Evelyn Bennally recalled her work as a teacher in the Red Valley area for several years and — along with her husband, Willie — being active in the church Dickson now serves.

A few years ago, Ray Slim, now deceased but then the pastor of Sanostee CRC and one of the first LDN teachers, asked Evelyn and Willie to consider taking over for him when he retired. They resisted at first — but he kept after them, and eventually they agreed. “We knew the Lord was calling us,” Evelyn said.

The Bennallys were able to obtain licenses to preach in the CRC through the LDN. Taking over from Slim, they faced a range of challenges. It was unclear, for example, how many people were truly members in good faith at the church.
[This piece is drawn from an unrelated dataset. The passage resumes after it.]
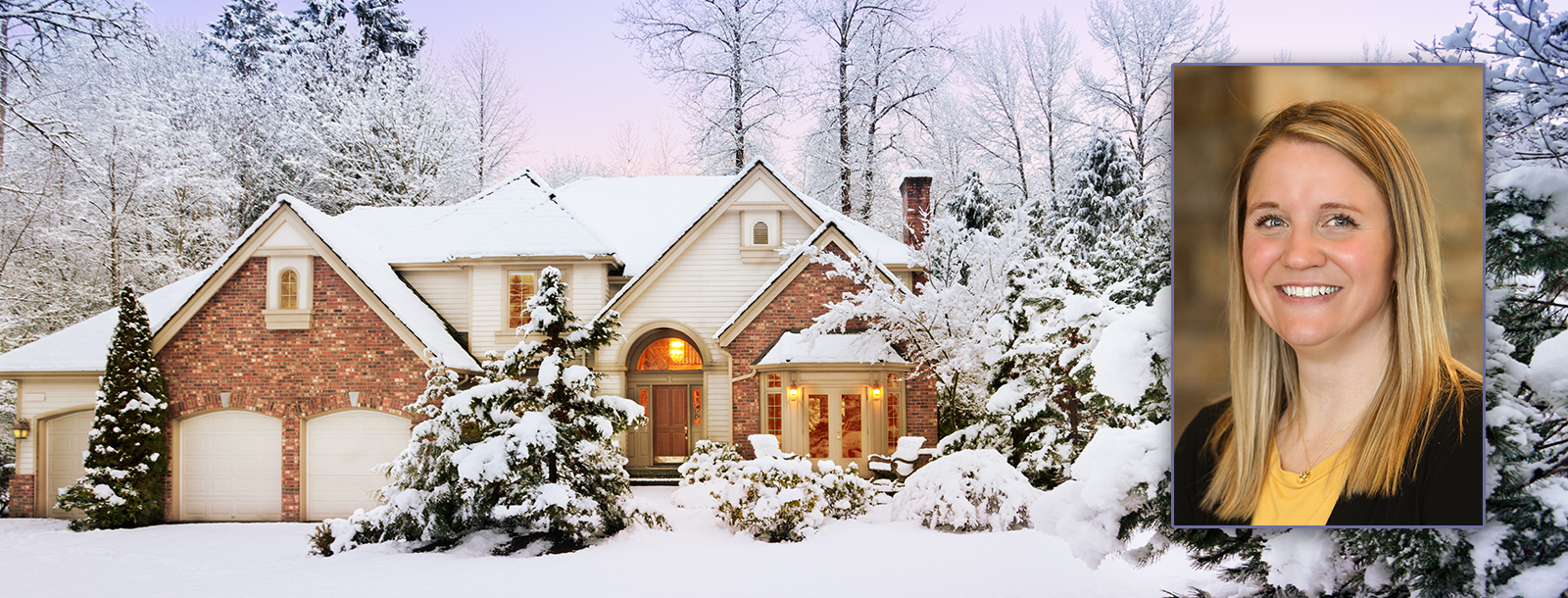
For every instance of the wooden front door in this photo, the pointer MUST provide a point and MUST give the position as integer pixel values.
(670, 424)
(836, 424)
On Sundays, the few people who attended worship left as soon as the benediction was given. Hard feelings over long-ago hurts festered. Memories apparently lingered about funding from Home Missions, by then no longer available, that had help keep the church afloat.
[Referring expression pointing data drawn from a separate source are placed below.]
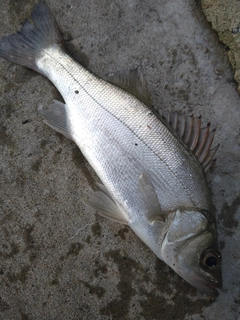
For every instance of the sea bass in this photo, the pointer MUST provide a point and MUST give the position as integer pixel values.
(151, 166)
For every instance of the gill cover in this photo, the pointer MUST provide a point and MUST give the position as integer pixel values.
(190, 249)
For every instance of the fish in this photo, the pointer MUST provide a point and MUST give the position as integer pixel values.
(151, 164)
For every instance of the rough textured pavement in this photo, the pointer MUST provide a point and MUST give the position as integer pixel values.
(59, 260)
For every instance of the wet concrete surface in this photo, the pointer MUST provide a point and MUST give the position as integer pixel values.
(58, 259)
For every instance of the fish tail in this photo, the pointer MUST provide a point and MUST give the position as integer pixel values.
(25, 46)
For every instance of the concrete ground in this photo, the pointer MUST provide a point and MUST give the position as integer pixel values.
(58, 259)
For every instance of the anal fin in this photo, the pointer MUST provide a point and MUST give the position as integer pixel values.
(55, 116)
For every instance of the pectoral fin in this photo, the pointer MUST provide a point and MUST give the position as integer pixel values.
(102, 202)
(151, 204)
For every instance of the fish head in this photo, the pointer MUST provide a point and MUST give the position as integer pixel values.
(190, 248)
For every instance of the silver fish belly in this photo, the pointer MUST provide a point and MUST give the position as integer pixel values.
(151, 180)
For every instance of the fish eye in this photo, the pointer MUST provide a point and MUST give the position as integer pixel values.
(210, 259)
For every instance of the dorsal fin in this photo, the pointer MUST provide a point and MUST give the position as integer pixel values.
(197, 139)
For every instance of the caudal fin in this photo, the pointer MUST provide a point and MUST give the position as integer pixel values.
(26, 45)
“We asked for help from our relatives, from our clan,” said Bennally, referring to the Navajo extended family with which she is affiliated. “We also began going deep into the Heidelberg Catechism and asked people to reaffirm their faith or be baptized and make a profession of faith.”

Elsie Reed, a leader at Sanostee CRC, said the church began to slowly turn around and work through the process of becoming an organized CRC congregation.

“As we did this and brought people back together, we also had to work on forgiveness. We would meet for prayer and pray for the church and for the congregation — and that’s where the Holy Spirit came in,” she said. “It has taken time, but even financially we’re getting there.”

Influenced in one way or another by the LDN, churches in Red Mesa have been making their congregations their own as they follow the lead of the Spirit.

Looking ahead to his ministry work in Red Valley, Dickson said he knows it will be challenging, especially to gain the trust of the people in the community. Things inside and outside the church, such as neglect and broken relationships, coupled with tragedies that have befallen uranium miners and their families, have created divides.

“Ours is a congregation that has a history of pain, and we need to address the pain,” said Dickson.

Referring to himself and Alice, he said, “The Holy Spirit has sent us here to help heal people and learn how to get over all of the pain they have experienced. We know that the Holy Spirit asks us to trust and will take care of it all.”